Harmonyville desde sempre fora uma cidade pela qual todos os turistas interessados na apicultura não haveriam de esquecer uma visita anual. Principalmente quando a época estival estava para terminar. Muitos deles ainda se encontravam entre os aficcionados - estes sim os verdadeiros consumidores - porém o número diminuíra sensivelmente na progressão dos dias. Neste domingo, quando se esperava uma quantidade maior de visitantes, por ser o último dia de festival, foram perturbadas todas as esperanças pelas forças da natureza. Ficando, assim, adiada por mais um ano a festa de encerramento do evento.

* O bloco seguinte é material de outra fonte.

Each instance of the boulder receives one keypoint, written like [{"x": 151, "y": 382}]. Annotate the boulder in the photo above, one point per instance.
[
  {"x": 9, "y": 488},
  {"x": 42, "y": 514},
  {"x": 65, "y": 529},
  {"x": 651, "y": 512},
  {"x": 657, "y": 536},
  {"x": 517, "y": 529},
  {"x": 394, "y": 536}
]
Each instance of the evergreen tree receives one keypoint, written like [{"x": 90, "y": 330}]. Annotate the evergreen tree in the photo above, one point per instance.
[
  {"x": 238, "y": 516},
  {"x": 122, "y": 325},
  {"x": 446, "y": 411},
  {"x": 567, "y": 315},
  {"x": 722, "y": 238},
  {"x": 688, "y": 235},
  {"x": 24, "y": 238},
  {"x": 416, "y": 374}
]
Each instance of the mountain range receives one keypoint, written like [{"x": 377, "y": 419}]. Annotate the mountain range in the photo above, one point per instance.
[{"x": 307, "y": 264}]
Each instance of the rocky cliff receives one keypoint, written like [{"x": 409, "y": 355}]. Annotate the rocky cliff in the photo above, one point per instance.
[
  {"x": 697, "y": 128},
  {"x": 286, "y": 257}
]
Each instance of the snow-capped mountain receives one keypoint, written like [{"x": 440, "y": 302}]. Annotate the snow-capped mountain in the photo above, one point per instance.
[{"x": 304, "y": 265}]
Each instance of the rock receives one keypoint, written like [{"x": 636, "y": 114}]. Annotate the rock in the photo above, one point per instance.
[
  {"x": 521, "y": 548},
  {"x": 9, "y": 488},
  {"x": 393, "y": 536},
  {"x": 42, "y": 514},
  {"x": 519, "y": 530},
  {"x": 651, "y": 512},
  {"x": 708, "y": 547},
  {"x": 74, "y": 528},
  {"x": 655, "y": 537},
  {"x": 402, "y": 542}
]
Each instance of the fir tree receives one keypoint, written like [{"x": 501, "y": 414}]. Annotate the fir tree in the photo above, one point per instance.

Esquecida no interior do Vale da Prata, protegida no enclave por duas cadeias de montanhas rochosas, a pequena localidade rural se estabelecera ali tal e qual outras tantas províncias que surgiram em série em nome do fenómeno mineiro na região. A prata emergia tornando-se a grande vantagem, e mais valia a quem, por razões várias, quisesse tentar a vida por aquelas zonas longínquas do país, deixando atrás de si a falta de oportunidades, a desilusão, a desordem e o frenesim das grandes metrópoles. Muitos se aventuraram no fim do século XIX, quando a procura por regiões mineiras sugeria ser a última novidade a facilitar um futuro promissor a todos que dele dependiam para sobreviver, mas poucos vingaram o logro dos falsos contratantes. Estes, por seu turno, fazendo-se passar por proprietários de minas, exigiam dos candidatos a mineiro uma quantia designada "custo de controle", que mais não era uma maneira de cotizar os espaços que por ali se exploravam, como forma de "fiscalizar" o fluxo migratório oriundo do norte do país. Pura vigarice. Muitas foram as famílias pobres que optaram por desistir da iniciativa após perderem por completo todas as suas economias e parte da dignidade.

Porém com os O'Connors não ocorreu tal folhetim. Chegaram, trabalharam, construíram e conquistaram um lugar na sociedade local. Essa família de ascendência Irlandesa haveria de superar os infortúnios dos primeiros anos na nova cidade que escolheram para viver. Chegaram a Baltimore a bordo do "Carmel Sea", vapor que os trazia de Dublin, lá pelos últimos dias de Agosto de 1889. Um mês marcado pelo surgimento do mais novo membro da família, nascido ainda no mar, há apenas dois dias de chegarem à terra americana. Um menino, chamaram-lhe: John Prescot O'Connor.